# Durban Sands "Blacklist"



## tome64 (Jul 19, 2007)

I have been trying to reach Durban Sands to prepay my 2008 levy and have been having the EMails returned as undeliverable because my address is "listed on CLG's 550 blacklist".  I'm not sure what this means.

I tried a different address that I never used with them before and that EMail also was returned for the same reason.  They were both yahoo addresses.
I'm not aware of any problems that I might be having with Durban so am at a loss to explain what is going on.

Is anyone else having trouble contacting Durban?  Anyone have info about this blacklist?  Have been using verinial@firstresorts.co.za and also the clubleisure.co.za addresses with the same result.


----------



## susan1738 (Jul 19, 2007)

*I had the same occur with Seapointer*

I had this same kind of thing happen to me when I was using a "direcway" address and I was trying to pay my Seapointer M/F.  What I did was use a different email address.  I started sending my correspondence to them while at work . . . the work email address was accepted and went through fine.


----------



## catwgirl (Jul 19, 2007)

I have not been able to reach Duran Sands either.  I am not aware of a blacklist problem, just that I get no response to my request to pay MFs.


----------



## JimJ (Jul 19, 2007)

I used the address traceym@firstresorts.co.za several months ago and had no problems.


----------



## tome64 (Jul 19, 2007)

Another post on this site said that Tracy no longer worker there.  My first attempt was to Tracy which was "blacklisted", then I tried Verinia and got the same results.
Also tried using a different provider, MSN instead of yahoo, but no luck there either.  I will try sending another EMail from another computer to see if that works.  IF not, I don't know how they couold be blocking EMails.
Don't they want to collect levies? (Or is there some sinister plot behind this!!!)


----------



## beachbarbie (Jul 19, 2007)

*re: Me too*

I have also been blacklisted.  Along with that I got a registered letter at the door today saying that I had 21 days to pay my levys or I would  be foreclosed.  I have tried repeatedly with the emails at different addresses.  I guess that I have to make the call.  How do you call Africa anyways??? and  at what time?


Thanks...Barb


----------



## LisaH (Jul 19, 2007)

Try Alta Kruger altak@firstresorts.co.za
This is the only person from whom I receive prompt email replies when I was an owner at DS. He/she was there as of March, 2006.
Can't tell you how glad I was to get rid of this timeshare...


----------



## beachbarbie (Jul 20, 2007)

*re: No Luck*

I just tried AltaK and was blacklisted from this one also....

Barb


----------



## joycapecod (Jul 20, 2007)

after reading this thread I tried to email Durban Sands using this email address: altak@firstresorts.co.za. that was around 7 AM this morning and thus far it has not come back.

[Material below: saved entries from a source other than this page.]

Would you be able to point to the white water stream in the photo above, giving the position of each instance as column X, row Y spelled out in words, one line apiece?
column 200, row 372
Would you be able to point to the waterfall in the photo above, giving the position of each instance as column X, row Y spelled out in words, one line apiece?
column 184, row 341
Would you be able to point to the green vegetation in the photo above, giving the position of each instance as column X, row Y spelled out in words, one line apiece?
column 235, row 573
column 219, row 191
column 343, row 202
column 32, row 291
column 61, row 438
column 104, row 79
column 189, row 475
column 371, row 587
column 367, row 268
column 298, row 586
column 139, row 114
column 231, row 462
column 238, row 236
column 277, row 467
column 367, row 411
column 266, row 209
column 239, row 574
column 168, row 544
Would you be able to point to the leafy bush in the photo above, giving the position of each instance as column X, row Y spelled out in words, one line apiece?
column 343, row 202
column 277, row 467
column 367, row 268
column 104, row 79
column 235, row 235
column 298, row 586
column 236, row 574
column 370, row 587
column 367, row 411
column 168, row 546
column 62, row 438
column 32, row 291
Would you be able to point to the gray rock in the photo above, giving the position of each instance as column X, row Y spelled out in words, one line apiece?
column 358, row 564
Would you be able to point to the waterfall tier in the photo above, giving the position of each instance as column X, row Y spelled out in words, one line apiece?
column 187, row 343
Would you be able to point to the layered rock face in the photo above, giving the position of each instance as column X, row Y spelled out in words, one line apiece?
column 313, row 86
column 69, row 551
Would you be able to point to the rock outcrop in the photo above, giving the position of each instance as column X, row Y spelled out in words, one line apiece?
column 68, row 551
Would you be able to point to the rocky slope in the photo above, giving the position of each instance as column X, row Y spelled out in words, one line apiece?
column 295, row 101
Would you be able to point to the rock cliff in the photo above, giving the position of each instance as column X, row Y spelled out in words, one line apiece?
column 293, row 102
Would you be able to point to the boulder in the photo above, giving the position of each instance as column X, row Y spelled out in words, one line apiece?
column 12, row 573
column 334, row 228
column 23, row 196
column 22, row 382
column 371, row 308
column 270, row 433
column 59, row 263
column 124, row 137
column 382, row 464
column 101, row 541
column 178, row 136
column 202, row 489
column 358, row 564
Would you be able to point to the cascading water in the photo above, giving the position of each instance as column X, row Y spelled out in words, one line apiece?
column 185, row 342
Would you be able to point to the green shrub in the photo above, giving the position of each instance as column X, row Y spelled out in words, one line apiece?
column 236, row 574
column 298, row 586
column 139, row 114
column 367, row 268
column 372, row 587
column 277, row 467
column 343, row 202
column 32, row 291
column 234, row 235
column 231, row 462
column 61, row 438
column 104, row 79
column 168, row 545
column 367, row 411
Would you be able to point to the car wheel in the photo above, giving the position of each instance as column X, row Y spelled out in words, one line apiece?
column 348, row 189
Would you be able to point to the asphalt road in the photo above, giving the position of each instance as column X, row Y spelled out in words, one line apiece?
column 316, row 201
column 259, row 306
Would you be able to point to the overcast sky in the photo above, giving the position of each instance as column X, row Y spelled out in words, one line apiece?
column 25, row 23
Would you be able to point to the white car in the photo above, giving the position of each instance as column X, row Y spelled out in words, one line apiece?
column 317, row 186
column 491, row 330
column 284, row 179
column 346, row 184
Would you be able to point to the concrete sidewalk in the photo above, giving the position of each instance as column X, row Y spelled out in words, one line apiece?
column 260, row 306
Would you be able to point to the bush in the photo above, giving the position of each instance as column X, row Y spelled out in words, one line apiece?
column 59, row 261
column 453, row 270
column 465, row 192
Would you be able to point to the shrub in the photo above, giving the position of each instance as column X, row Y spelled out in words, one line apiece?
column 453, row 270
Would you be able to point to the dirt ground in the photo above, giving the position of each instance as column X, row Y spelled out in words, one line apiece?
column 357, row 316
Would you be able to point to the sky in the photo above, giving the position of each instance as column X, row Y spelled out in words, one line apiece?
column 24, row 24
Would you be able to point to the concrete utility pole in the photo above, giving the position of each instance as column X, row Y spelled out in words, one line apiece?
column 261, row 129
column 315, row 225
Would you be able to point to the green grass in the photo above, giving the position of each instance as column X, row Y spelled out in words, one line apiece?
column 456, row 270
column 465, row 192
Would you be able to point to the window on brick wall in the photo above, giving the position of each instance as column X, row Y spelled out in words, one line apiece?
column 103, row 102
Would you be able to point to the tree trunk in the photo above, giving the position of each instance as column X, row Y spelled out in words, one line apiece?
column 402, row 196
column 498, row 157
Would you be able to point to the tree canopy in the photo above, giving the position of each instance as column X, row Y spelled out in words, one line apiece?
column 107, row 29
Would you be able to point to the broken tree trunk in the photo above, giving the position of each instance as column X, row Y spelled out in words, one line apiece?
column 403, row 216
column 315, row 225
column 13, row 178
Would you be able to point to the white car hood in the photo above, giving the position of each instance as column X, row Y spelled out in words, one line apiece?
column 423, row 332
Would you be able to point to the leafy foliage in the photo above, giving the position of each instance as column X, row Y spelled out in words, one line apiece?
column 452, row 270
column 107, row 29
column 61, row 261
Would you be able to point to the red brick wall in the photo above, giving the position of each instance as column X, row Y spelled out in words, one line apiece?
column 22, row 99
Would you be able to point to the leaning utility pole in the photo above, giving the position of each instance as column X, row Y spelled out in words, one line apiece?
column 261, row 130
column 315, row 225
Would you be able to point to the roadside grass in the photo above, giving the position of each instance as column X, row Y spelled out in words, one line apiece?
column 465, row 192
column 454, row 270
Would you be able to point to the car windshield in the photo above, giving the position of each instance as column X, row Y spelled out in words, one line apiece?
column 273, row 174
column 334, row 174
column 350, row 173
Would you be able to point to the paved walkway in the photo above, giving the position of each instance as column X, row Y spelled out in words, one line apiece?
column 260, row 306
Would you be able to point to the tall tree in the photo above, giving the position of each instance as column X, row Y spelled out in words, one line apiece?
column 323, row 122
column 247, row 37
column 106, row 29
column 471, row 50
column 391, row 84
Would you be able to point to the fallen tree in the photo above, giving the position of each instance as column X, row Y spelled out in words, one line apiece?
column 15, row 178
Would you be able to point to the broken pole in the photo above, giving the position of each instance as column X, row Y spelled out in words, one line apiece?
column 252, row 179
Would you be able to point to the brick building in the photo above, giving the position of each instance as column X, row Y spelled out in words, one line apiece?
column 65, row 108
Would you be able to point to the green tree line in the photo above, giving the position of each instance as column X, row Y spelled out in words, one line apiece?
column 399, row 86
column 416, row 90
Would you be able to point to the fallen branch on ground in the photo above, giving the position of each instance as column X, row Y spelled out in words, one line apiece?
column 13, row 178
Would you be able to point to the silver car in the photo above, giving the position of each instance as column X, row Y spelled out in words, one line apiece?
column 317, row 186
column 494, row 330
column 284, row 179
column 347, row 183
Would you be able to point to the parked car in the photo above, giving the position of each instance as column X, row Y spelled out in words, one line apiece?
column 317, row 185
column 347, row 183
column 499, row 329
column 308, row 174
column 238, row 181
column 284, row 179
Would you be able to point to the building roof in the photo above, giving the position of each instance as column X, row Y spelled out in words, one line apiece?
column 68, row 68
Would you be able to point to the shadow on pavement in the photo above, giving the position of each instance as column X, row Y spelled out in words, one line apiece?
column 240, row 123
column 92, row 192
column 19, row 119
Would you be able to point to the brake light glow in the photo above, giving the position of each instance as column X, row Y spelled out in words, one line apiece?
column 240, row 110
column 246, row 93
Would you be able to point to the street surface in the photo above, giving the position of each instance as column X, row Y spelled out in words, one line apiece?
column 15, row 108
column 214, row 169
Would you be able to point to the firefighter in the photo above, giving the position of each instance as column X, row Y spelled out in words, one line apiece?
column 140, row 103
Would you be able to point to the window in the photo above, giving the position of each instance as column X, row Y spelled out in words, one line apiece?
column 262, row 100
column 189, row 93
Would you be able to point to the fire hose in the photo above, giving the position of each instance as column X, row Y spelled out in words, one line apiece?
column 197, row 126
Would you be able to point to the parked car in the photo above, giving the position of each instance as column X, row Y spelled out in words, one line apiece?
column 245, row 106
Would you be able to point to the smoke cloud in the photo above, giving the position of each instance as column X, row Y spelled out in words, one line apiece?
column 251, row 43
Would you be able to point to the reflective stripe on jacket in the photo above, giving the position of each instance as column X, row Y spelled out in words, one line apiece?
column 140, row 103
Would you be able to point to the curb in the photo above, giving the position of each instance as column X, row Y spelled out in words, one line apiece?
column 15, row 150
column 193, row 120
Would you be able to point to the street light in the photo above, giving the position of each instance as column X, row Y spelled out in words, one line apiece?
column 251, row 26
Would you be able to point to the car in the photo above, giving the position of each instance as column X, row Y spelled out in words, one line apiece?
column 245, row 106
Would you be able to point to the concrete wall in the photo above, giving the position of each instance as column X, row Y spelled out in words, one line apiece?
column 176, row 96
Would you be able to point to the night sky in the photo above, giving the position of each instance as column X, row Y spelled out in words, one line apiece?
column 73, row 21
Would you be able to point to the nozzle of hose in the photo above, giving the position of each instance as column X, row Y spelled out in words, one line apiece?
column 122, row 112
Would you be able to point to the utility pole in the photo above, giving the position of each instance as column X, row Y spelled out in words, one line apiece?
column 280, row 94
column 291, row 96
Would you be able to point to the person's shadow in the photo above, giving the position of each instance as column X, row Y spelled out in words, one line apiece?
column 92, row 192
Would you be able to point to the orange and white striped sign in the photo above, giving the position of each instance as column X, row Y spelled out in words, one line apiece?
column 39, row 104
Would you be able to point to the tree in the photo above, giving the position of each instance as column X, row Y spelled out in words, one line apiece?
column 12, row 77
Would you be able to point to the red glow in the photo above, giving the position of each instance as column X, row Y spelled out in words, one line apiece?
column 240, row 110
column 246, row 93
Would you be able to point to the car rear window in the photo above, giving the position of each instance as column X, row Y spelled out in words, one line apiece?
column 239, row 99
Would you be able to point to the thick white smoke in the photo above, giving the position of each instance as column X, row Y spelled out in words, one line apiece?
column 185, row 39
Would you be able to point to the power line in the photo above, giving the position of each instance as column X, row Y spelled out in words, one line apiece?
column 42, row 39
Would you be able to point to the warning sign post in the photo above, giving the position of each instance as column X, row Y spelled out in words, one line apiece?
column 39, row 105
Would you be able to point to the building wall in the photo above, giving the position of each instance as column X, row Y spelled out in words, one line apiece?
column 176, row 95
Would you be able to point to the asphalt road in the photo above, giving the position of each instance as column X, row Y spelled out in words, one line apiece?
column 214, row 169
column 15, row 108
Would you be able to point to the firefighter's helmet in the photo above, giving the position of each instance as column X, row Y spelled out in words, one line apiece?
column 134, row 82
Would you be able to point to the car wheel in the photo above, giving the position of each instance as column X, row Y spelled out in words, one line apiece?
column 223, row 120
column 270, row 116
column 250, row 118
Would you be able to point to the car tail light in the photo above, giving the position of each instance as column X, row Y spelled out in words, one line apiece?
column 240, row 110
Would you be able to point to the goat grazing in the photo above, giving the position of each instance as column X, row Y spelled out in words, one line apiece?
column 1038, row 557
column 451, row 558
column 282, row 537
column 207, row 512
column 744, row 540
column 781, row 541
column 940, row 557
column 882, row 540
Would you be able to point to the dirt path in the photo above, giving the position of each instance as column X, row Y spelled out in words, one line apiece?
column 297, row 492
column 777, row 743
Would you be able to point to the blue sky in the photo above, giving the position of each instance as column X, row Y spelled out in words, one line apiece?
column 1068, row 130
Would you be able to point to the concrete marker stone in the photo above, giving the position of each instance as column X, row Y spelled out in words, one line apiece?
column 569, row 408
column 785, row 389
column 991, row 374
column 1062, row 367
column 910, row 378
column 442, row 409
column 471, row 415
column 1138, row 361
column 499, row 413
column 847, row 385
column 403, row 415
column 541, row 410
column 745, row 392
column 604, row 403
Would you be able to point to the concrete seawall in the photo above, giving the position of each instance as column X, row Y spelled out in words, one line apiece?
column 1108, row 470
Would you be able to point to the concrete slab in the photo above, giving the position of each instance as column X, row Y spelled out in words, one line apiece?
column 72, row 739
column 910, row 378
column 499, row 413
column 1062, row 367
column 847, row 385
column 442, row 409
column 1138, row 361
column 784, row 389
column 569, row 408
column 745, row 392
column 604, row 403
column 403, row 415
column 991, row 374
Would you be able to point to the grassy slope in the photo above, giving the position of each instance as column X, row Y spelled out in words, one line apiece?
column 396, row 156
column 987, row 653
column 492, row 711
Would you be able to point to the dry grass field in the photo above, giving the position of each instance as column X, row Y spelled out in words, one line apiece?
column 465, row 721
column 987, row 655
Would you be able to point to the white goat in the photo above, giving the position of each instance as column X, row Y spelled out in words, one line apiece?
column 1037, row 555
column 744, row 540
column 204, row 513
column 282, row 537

I use Verizon broadband with AOL address.

I'm wondering what's up with all the problems you are having???


----------



## JimJ (Jul 20, 2007)

The RCI on-line directory shows dbnsands@global.co.za as a contact address.

There is also a link to First Resorts on the Durban Sands page .  Going there shows  info@firstresorts.co.za as a contact address.


----------



## beachbarbie (Jul 20, 2007)

Jim,
   I tried the two you suggested and was blacklisted from these also.  Is there someone who could try for me that can get through???   Thanks...Barb


----------



## JimJ (Jul 20, 2007)

Try contacting thespecialists@rci.co.za and see if they can provide any guidance.


----------



## Dori (Jul 20, 2007)

I've had this problem in the past, in attempting to pay my MF's at Lowveld Lodge.  Sometimes I get through and sometimes I don't.  It makes no sense at all.  I just paid my 2009 fees, with no trouble, but when I tried to contact them, as RCI said I must, in order to deposit this week, now I cannot get through.  Last year, same thing.  I contacted Marli Dorfling at RCI ( mdorfling@rci.co.za), but no luck so far.  Very frustrating!

  Good luck!

Dori


----------



## LisaH (Jul 21, 2007)

I emailed Marli Dorfling (mdorfling@rci.co.za) as recent as July 3rd this month and got responses immediately. I was using my yahoo account. It is strange that some of us had no problem at all but others do...


----------



## beachbarbie (Jul 21, 2007)

I just tried calling the resort this morning EARLY with the help from the Tuggers....How do you call SA thread....and getting a phone card from the suggested list worked.  I was able to get through  to the resort...no problem...EXCEPT....that they don't answer their phone on weekends...lol  I just got a voicemail message with the hours between Monday and Friday.  So I will call again EARLY Monday morning  and pay my fees and also let them know about the problem that they have and try and find out an email address that will work for us  "blacklisters".  I will let you know what comes of it...Barb


----------



## Carolinian (Jul 23, 2007)

Oh, the pleasures of dealing with the Bullfrog and his Club Leisure Group (CLG)!


----------



## Dori (Jul 24, 2007)

I was "blacklisted" from First Resorts as well.  The funny thing is that I was able to send a few messages to simones@firstresorts.co.za, to pay my 2009 MF's, and then suddenly, wham! can't get a message to her.

I contacted mdorfling@rci.co.za, and she is looking after depositing my week.  

I explained to her the problems we are encountering, and perhaps she will check into it for us.

Dori


----------



## Twhelan2000 (Jul 24, 2007)

I had same problem -try a different email addresss


----------



## tome64 (Jul 28, 2007)

I finally got thru to DS by using a different computer.  Switching Email accounts did not work.  I had no issues with DS, was all paid up and was merely asking for an estimate on 2008 levy fees.
The response came from Ina Taljaard, inat@firstresorts.co.za, but she didn't
mention anything about the blacklist problem.
BTW, if your interested, the 2008 levy is 1545R (white) and 1812 R (Red).


----------